Now that CVE has been institutionalized as a pillar of our approach to terrorism, we need the WPS community to champion these efforts, and to bring its expertise, lessons, and passions to this cause. And let’s be honest: even though we may intellectually acknowledge the limits of military approaches to terrorism, it remains very tempting for governments to resort to old habits, to reach for the well-financed military tools that offer measurable, if often fleeting, success.

So your engagement is critical – not simply to ensure that CVE fulfills its promise to women – but that our overall counter-terrorism policy fulfills its commitment to a holistic, preventive strategy. Around the world, women are eager for more support. They’re ready to push back against the heinous groups that would corrupt their children, erode their rights, and turn back the progress they’ve fought so hard to achieve.

When I think of the many opportunities before us when it comes to women and countering violent extremism, I think of Latifa ibn Ziaten, whom Secretary Kerry honored this year with an International Women of Courage Award.

Latifa immigrated to France from Morocco as a teenager. Her son Imad served proudly in the French army, but was killed in a terrorist attack in 2012. She could have given in to grief, and no one would have blamed her. Instead, she went to the community where her son’s killers grew up. She spoke with the people, and decided to launch a new group in her son’s name – the Imad Association for Youth and Peace – to help young people resist the lure of violent ideologies. Her association provides alternative paths by supporting after-school programs, educational initiatives, counseling services. When asked why she did this, she said: “I want to save those who are the cause of my suffering.”

That’s what Latifa did on her own. Think how many more Latifa’s could be supported to make a difference in their communities. That’s the kind of resilience and strength we need to unleash to turn back the threat of violent extremism.

Although we’ve taken steps forward with CVE, we are also clear-eyed about the challenges.

Resources remain limited, even as we’ve expanded funds for CVE programs at State. Consider this – over the last year, military operations against Daesh cost roughly $4 billion. By contrast, State and USAID planned to spend about $200 million on CVE programs worldwide with 2015 funding. If you do the math, that’s about $1 of prevention for every $20 of cure. So we need to find additional resources to support CVE.

Here, the WPS community can serve as a powerful ally. For example by directing existing programs aimed at advancing women’s capacity to areas most at-risk of terror infiltration or recruitment.
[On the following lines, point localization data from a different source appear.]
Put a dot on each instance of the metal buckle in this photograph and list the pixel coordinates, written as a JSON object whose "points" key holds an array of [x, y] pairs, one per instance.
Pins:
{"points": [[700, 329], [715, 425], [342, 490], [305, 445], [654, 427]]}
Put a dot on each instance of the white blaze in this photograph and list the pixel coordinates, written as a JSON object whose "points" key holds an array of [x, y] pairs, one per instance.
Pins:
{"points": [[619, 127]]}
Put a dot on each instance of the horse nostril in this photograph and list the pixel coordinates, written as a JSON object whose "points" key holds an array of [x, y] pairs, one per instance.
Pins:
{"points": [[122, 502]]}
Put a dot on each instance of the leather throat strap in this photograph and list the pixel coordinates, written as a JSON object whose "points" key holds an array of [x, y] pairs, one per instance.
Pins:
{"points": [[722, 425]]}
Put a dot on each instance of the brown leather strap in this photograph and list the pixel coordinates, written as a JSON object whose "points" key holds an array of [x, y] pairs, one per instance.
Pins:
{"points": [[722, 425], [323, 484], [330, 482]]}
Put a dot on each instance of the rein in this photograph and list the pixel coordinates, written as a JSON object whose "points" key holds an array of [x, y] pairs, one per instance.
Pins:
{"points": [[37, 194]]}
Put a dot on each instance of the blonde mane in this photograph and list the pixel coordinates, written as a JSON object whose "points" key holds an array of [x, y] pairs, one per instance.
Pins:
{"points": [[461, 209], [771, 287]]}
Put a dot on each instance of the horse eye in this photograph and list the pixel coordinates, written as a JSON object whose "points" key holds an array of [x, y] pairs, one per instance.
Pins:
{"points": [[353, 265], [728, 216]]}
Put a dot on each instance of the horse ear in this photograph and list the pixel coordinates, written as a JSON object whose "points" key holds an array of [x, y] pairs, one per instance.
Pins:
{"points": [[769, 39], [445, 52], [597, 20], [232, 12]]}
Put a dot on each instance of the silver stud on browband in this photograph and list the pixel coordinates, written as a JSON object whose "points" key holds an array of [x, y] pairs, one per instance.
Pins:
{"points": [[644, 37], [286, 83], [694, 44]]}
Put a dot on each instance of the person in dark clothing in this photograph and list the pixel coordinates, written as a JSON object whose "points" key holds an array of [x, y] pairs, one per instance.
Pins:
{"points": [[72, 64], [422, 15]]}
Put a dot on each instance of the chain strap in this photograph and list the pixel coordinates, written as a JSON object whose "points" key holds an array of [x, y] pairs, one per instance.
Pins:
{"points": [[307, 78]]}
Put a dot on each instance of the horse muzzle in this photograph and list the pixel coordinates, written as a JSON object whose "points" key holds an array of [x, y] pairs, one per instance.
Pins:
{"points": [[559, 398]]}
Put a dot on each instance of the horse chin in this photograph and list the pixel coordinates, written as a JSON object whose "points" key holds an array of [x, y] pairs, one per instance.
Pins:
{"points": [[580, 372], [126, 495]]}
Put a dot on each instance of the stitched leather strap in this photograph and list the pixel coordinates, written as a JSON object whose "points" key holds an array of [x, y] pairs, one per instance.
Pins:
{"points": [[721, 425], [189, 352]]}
Private sector efforts by foundations and non-profits could contribute to work financed by governments and multilateral bodies.

Second, the WPS community can help make the case for why we need CVE resources overall – and for women’s engagement. The Senate, for example, has included a provision in the current appropriations bill for $20 million to support women and girls affected by violent extremism.

Another way to contribute is by helping to build research capacity to increase our understanding of CVE at the local level, because CVE efforts must be closely tailored to the specific dynamics fueling radicalization within a community.

You can also help bolster the capacity of women’s groups to manage programs – so that we can include them in the roster of organizations receiving CVE funds. At present, local capacity to administer both finances and reporting precludes CVE partnerships with those we most need to engage at the local level.

In high policy discussion and advocacy, in field work and programming, in mentorship and capacity-building – there are countless opportunities for the WPS community to advance its central objective through CVE. CVE needs your help – your issue advocacy, your expertise, your sustained engagement on this agenda.

Violent extremists threaten everything the women’s community has worked to achieve. So let’s work together on behalf of this fundamental truth – defeating violent extremism is essential to women’s empowerment, and women’s empowerment is fundamental to defeating violent extremism.

I hope we can count you, leaders in civil society and the women’s movement, as allies in this effort. Thank you all very much.